Another reason for abortion described in the training videos is the prevailing “myth that people get pregnant in order to avoid deployment.”
When the DOD writes about its family planning policies, including abortion, after the overturn of Roe, it often frames the procedure as a necessity in terms of meeting “operational requirements,” “retention,” and “military readiness.”
“They would like their female workers to work like men,” Skop, who comes from a multi-generational military family, said. “There is a motivation behind corporations, and clearly in the military as well, to steer women toward abortion, to steer them away from having a family because it makes it easier for the company or for the military.”
American Principles Project President Terry Schilling agrees, telling the Washington Examiner that today “the military looks more like a publicly traded company than the institution we created to protect Americans from our enemies.”
“Biden’s Defense Department needs to understand that women are more than capable of having a career and having a family. Why are they forcing them to choose one over the other?” E.V. Osment, vice president of communications for SBA Pro-Life America, told the Washington Examiner. “Pro-life policies are not to blame for the Pentagon’s inability to meet its recruitment targets.”
DOD denies the pressure
The DOD vehemently denies any implication that it is attempting to delay or discourage families, however. A defense official told the Washington Examiner that the military does a lot to provide for families once they have started, including more money and housing.
When asked about how the military views pregnancy and whether culture is covertly discouraging it, the official, who requested anonymous reference, said it is treated like someone accidentally breaking their leg. If that happens, the official explained, there are plenty of personnel to take the spot to fill in.
The DOD official explicitly noted the changes in military abortion policy following the fall of Roe, including the provision of funds for the travel of service members to states where abortion is legal.
‘This may backfire’
“Abortion is not mental healthcare,” Atkins said, stressing the need for systemic change in the military to address violence against women and pregnancy stigma.
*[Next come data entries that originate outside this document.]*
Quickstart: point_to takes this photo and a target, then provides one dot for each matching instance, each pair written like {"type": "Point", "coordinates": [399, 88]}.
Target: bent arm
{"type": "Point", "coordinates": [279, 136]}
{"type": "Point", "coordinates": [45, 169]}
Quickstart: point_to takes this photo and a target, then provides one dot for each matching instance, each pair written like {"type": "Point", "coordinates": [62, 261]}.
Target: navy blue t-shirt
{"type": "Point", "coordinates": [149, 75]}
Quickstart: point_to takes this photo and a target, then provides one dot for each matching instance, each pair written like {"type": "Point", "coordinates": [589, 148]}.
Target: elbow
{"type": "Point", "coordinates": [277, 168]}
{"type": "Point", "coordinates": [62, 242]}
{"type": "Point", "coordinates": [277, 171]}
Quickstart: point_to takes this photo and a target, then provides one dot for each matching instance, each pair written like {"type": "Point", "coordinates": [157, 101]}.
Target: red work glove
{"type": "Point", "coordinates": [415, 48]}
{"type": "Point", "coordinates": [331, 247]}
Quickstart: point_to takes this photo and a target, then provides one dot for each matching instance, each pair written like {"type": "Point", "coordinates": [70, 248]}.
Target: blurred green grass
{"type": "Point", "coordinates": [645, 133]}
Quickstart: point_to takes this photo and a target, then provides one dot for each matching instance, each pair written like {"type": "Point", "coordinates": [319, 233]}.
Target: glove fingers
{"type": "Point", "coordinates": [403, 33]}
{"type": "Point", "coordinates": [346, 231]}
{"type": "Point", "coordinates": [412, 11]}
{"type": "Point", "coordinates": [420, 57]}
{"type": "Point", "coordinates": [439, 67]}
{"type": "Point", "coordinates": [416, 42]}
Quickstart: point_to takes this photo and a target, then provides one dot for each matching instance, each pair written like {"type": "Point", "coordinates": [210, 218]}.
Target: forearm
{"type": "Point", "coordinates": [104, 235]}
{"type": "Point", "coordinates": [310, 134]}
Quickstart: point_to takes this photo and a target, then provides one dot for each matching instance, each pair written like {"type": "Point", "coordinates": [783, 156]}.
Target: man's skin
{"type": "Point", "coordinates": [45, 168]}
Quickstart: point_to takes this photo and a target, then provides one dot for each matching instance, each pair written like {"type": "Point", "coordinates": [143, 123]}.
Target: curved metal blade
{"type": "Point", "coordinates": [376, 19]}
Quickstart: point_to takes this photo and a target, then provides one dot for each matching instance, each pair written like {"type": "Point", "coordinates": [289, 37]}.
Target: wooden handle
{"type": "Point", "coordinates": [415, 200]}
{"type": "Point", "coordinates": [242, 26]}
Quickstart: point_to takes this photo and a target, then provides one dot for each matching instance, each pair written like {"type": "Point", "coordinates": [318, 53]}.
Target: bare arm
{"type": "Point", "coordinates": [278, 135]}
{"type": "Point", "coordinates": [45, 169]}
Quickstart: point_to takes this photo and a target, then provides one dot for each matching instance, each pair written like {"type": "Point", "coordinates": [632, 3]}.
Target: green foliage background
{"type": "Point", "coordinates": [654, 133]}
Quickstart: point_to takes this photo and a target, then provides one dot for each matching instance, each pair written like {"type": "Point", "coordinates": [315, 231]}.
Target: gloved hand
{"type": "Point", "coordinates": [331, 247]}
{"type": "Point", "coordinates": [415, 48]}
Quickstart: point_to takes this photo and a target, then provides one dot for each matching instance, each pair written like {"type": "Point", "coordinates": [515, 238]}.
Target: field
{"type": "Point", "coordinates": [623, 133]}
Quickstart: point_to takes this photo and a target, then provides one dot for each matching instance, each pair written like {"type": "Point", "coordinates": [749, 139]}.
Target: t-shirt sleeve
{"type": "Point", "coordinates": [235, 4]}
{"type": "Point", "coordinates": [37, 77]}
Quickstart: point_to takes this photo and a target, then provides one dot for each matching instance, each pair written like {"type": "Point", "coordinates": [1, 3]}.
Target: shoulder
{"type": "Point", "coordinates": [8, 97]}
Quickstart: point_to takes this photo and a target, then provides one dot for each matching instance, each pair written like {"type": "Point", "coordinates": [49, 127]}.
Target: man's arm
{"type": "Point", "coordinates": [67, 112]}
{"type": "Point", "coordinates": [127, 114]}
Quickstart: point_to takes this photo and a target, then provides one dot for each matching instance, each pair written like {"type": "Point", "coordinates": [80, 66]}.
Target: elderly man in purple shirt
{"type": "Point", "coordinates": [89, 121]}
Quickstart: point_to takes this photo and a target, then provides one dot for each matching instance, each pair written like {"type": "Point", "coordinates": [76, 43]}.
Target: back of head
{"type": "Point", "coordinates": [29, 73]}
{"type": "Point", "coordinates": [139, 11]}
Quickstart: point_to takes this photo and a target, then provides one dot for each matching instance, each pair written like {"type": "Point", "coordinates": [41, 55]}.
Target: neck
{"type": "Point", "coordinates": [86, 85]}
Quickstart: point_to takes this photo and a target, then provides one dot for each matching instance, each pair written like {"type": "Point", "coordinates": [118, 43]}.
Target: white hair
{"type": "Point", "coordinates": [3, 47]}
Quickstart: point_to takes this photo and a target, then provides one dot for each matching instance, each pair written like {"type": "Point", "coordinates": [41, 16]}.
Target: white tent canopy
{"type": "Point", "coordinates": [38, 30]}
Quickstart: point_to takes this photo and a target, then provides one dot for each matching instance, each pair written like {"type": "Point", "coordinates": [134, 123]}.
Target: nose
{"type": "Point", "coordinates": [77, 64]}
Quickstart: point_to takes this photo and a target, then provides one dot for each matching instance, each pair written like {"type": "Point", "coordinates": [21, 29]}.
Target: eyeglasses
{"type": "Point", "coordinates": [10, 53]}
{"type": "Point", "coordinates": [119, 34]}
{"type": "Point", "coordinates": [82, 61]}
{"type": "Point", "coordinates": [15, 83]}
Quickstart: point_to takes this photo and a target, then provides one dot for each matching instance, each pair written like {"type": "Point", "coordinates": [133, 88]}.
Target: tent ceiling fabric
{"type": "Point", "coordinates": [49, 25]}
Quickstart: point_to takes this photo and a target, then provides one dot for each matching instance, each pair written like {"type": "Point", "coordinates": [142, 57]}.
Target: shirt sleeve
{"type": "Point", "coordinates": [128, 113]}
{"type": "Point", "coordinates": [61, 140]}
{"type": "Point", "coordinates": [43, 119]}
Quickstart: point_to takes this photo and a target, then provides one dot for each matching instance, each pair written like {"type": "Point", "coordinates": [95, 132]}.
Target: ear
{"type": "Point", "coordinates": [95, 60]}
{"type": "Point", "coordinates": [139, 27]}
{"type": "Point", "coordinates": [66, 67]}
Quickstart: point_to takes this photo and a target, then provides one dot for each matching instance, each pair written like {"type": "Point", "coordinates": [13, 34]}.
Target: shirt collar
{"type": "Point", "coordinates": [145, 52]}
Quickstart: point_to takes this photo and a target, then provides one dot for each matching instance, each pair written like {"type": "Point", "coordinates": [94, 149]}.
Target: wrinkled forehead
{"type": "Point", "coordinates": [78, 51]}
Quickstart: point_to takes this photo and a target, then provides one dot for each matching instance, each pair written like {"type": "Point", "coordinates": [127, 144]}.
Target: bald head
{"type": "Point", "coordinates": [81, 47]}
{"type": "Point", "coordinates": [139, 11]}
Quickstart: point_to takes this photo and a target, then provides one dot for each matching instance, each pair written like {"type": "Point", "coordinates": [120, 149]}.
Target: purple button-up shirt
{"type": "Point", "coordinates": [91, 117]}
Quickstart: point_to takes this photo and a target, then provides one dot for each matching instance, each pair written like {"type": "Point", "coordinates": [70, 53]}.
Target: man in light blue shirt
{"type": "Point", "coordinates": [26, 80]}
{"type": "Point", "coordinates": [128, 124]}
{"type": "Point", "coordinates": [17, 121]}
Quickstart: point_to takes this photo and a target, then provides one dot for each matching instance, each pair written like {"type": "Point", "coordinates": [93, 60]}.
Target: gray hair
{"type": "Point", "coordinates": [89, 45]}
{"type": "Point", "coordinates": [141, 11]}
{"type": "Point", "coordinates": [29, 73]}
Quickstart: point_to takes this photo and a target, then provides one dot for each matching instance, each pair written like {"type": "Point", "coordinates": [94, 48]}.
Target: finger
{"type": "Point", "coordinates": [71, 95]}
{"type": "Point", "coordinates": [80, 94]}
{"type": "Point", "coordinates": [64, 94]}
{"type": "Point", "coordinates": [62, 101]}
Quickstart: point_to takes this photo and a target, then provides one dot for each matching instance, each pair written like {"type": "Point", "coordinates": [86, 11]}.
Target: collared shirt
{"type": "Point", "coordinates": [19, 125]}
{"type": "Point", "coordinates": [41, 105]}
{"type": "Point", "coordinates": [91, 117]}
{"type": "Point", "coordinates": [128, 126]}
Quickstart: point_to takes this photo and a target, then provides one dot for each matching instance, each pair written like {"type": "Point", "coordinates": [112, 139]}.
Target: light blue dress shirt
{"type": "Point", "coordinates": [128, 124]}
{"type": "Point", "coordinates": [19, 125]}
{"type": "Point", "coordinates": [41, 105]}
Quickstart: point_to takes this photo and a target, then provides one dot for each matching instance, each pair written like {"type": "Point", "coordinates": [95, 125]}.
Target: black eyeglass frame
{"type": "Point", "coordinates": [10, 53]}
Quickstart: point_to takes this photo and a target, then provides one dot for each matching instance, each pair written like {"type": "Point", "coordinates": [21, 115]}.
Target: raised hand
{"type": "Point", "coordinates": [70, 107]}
“If the military makes it clear that they don’t want their female soldiers to become mothers … this may drive more women away from even considering the military as an option,” Skop said. “I don’t think that they’ve considered that, but I think this may backfire on them.”
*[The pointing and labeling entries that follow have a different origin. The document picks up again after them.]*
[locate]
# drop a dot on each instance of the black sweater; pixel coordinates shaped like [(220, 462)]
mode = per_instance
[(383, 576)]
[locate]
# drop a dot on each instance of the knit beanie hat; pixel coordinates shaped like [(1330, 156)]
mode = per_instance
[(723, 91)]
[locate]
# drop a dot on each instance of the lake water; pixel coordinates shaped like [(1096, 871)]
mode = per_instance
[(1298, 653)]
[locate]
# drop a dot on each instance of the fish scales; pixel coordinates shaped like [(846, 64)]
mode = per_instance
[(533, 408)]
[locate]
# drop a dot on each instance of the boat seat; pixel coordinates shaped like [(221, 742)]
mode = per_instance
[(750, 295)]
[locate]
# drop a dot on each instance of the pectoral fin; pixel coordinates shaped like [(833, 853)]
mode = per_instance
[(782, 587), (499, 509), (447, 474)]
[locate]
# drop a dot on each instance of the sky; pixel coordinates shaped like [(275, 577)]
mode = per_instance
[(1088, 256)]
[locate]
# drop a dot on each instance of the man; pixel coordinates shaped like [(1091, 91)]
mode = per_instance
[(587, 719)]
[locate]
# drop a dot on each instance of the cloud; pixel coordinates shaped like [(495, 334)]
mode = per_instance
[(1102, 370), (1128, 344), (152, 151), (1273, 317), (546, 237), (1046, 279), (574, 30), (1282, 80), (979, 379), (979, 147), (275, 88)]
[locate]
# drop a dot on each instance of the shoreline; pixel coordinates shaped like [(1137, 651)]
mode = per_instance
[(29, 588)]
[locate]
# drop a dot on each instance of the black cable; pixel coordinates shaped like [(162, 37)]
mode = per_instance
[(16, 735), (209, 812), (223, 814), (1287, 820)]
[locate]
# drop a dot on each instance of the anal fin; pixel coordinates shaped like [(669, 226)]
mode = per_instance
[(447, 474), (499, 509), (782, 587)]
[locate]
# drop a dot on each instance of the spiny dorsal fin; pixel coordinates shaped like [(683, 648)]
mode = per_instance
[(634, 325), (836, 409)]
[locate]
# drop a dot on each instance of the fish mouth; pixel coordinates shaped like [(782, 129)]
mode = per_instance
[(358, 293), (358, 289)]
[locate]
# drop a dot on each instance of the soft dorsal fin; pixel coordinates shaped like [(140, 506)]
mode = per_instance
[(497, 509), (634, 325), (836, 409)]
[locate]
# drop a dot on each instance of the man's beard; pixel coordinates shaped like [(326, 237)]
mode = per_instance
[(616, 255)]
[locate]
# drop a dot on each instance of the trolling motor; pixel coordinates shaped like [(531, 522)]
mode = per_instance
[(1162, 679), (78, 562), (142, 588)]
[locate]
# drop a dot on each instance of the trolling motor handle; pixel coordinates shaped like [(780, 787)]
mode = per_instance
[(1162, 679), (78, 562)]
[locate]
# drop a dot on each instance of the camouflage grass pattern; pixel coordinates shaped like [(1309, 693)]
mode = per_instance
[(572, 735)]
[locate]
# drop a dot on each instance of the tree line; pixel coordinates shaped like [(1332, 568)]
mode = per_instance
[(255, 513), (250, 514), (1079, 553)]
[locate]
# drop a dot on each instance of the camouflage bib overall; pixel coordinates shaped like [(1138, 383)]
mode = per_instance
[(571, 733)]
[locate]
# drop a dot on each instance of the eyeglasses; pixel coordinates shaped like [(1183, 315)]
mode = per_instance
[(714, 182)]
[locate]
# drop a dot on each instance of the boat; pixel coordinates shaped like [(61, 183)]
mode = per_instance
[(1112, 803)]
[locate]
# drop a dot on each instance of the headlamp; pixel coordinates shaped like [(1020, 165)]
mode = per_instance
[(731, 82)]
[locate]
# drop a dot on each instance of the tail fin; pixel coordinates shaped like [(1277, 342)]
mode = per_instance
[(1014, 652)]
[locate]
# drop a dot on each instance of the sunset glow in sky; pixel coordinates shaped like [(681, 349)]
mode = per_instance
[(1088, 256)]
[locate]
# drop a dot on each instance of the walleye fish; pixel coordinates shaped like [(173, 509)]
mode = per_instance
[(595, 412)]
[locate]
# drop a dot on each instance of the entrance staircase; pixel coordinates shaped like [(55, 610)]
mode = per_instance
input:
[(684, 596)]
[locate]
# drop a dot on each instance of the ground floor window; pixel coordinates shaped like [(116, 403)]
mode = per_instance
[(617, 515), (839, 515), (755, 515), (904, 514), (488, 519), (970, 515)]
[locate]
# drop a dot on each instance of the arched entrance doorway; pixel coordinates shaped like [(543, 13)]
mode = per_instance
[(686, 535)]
Were the military genuinely concerned about women’s mental health, Atkins said that it would put a greater emphasis on stronger prevention mechanisms to protect female service members from sexual assault and the resultant mental trauma:
“What we need for [survivors of sexual assault] is adequate protections against harm in the first place, adequate treatment afterwards, whether that be physical treatment, legal treatment, [or] mental health treatment.”